Friday, July 23, 2010

The State is not The Government (and vice versa)

I find that one of the commonest misunderstandings in modern political discourse is the conflation of the State and the government. Mass media and popular speakers like Stefan Molyneux have only added to the confusion.

Randolf Borne explains in his 1918 essay "The State":

"The State is the country acting as a political unit, it is the group acting as a repository of force, determiner of law, arbiter of justice. International politics is a power politics because it is a relation of States and that is what States infallibly and calamitously are, huge aggregations of human and industrial force that may be hurled against each other in war. When a country acts as a whole in relation to another country, or in imposing laws on its own inhabitants, or in coercing or punishing individuals or minorities, it is acting as a State. The history of America as a country is quite different from that of America as a State.

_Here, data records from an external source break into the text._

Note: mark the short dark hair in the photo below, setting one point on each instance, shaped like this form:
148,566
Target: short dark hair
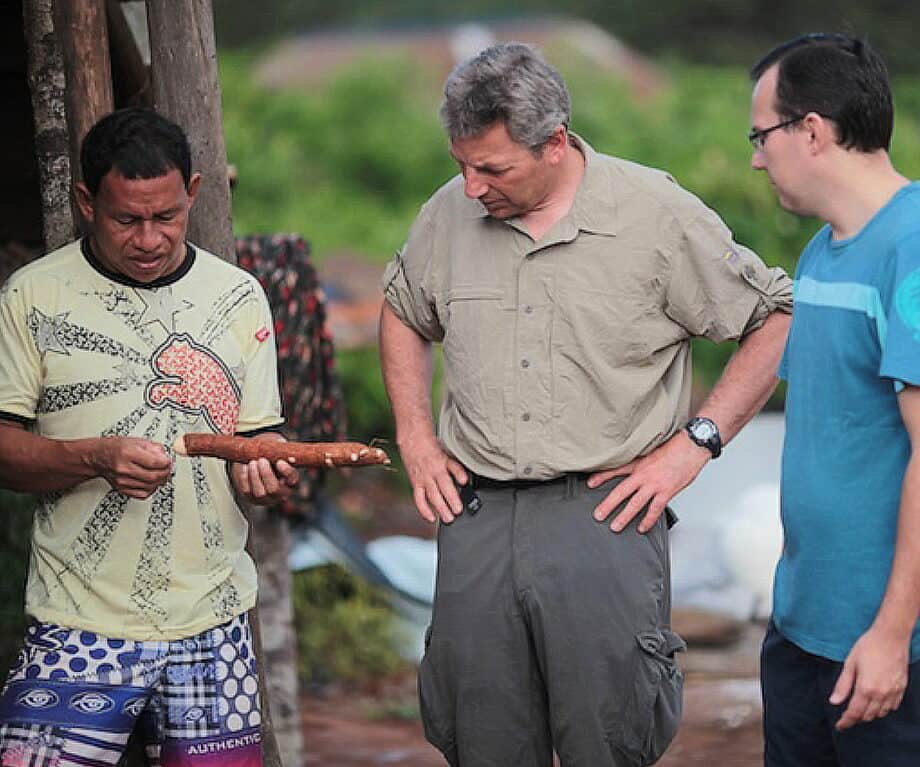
839,77
138,143
510,83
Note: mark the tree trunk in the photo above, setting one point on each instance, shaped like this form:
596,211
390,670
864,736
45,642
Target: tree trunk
47,84
185,89
183,63
88,97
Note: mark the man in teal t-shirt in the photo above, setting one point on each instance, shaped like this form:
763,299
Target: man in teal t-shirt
841,660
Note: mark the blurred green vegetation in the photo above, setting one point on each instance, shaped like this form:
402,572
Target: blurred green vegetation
348,163
724,32
345,629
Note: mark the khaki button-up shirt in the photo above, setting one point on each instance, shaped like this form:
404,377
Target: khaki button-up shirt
572,353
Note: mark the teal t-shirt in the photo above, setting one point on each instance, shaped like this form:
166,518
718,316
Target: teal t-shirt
854,343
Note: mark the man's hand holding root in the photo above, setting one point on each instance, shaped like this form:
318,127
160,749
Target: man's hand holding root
134,467
874,678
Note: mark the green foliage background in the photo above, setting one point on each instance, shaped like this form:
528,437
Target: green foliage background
348,164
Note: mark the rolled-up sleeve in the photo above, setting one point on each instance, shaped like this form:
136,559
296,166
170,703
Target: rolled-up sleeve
407,283
719,289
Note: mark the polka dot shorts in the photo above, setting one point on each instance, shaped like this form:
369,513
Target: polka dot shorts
73,693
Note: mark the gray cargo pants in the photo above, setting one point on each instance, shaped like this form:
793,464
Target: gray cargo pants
550,632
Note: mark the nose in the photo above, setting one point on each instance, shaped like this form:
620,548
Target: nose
147,235
473,185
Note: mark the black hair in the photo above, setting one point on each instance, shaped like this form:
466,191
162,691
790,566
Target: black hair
839,77
138,143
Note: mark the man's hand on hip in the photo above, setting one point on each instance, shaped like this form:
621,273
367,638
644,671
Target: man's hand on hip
653,479
434,476
261,482
874,678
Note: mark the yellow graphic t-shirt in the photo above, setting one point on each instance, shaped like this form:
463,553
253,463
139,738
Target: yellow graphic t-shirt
86,353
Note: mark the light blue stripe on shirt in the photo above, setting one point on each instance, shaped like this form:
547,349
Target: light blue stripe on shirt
844,295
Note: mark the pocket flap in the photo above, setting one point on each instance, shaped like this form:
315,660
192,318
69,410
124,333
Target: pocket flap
664,642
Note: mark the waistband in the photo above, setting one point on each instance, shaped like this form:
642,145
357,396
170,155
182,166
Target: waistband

In one case it is the drama of the pioneering conquest of the land, of the growth of wealth and the ways in which it was used, of the enterprise of education, and the carrying out of spiritual ideals, of the struggle of economic classes. But as a State, its history is that of playing a part in the world, making war, obstructing international trade, preventing itself from being split to pieces, punishing those citizens whom society agrees are offensive, and collecting money to pay for all."

Rothbard makes this even more clear in his Lengthy essay, "The Anatomy Of The State". I would encourage my readers to read both the Bourne and Rothbard essays in full. Neither of these men were purely Voluntaryist, but they give us a clear understanding of the State, which is useful to anyone interested in understanding the nature of the beast.